Solvated electrons in water are known to have the deep blue colour observed transiently in the videos – although they are highly reactive, quickly decomposing water to hydrogen gas and hydroxide ions. What’s more, their departure leaves the metal cluster full of positively charged ions, which repel each other. The result is a “Coulomb explosion” in which the cluster bursts apart due to its own electrostatic repulsion, a process first explained by Lord Rayleigh in the late nineteenth century.
This explosion creates the spikes known as Taylor cones, the researchers say. They support that idea with less detailed simulations involving clusters of 4,000 sodium atoms, which also break up with spike-like instabilities at the surface.

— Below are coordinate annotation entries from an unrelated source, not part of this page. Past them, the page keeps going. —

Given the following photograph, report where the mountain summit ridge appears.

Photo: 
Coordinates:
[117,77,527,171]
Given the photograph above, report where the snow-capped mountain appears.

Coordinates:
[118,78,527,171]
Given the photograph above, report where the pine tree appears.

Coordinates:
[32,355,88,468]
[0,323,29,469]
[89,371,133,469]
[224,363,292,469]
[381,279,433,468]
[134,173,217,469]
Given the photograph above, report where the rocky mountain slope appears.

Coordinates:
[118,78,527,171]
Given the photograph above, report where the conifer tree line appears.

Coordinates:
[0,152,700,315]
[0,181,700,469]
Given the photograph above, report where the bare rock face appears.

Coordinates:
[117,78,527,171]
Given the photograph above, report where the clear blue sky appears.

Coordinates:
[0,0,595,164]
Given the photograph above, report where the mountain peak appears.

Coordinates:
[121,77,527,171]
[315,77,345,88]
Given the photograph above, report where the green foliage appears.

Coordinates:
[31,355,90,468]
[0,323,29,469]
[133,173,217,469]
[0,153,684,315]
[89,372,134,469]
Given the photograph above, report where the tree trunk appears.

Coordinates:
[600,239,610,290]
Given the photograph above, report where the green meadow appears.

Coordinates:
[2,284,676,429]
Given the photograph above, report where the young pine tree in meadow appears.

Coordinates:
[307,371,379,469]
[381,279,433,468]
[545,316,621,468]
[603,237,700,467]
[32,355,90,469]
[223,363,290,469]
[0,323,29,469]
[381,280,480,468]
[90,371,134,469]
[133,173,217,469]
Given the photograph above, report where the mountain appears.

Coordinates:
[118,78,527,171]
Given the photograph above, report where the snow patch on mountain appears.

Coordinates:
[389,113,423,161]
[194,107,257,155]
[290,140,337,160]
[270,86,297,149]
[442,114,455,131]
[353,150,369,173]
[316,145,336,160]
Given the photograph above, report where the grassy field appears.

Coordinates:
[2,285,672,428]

“Four thousand sodium atoms is still a very tiny piece of matter, and I do not think we see proper Taylor cones in the simulations”, says Jungwirth. “At best, we see a microscopic version.”
Inorganic chemist James Dye of Michigan State University, a specialist on solvated electrons, is full of praise for the work. “I have done the demonstration dozens of times and wondered why sodium globules often danced on the surface, while potassium leads to explosive behaviour”, he says. “The paper gives a complete and interesting account of the early stages of the reaction.”
References
1. Mason, P. E. et al., Nat. Chem. http://dx.doi.org/10.1038/nchem.2161 (2015).
2. Sacks, O. Uncle Tungsten, p.123. Picador, London, 2001.
3. Young, R. M. & Neumark, D. M., Chem. Rev. 112, 5553-5577 (2012).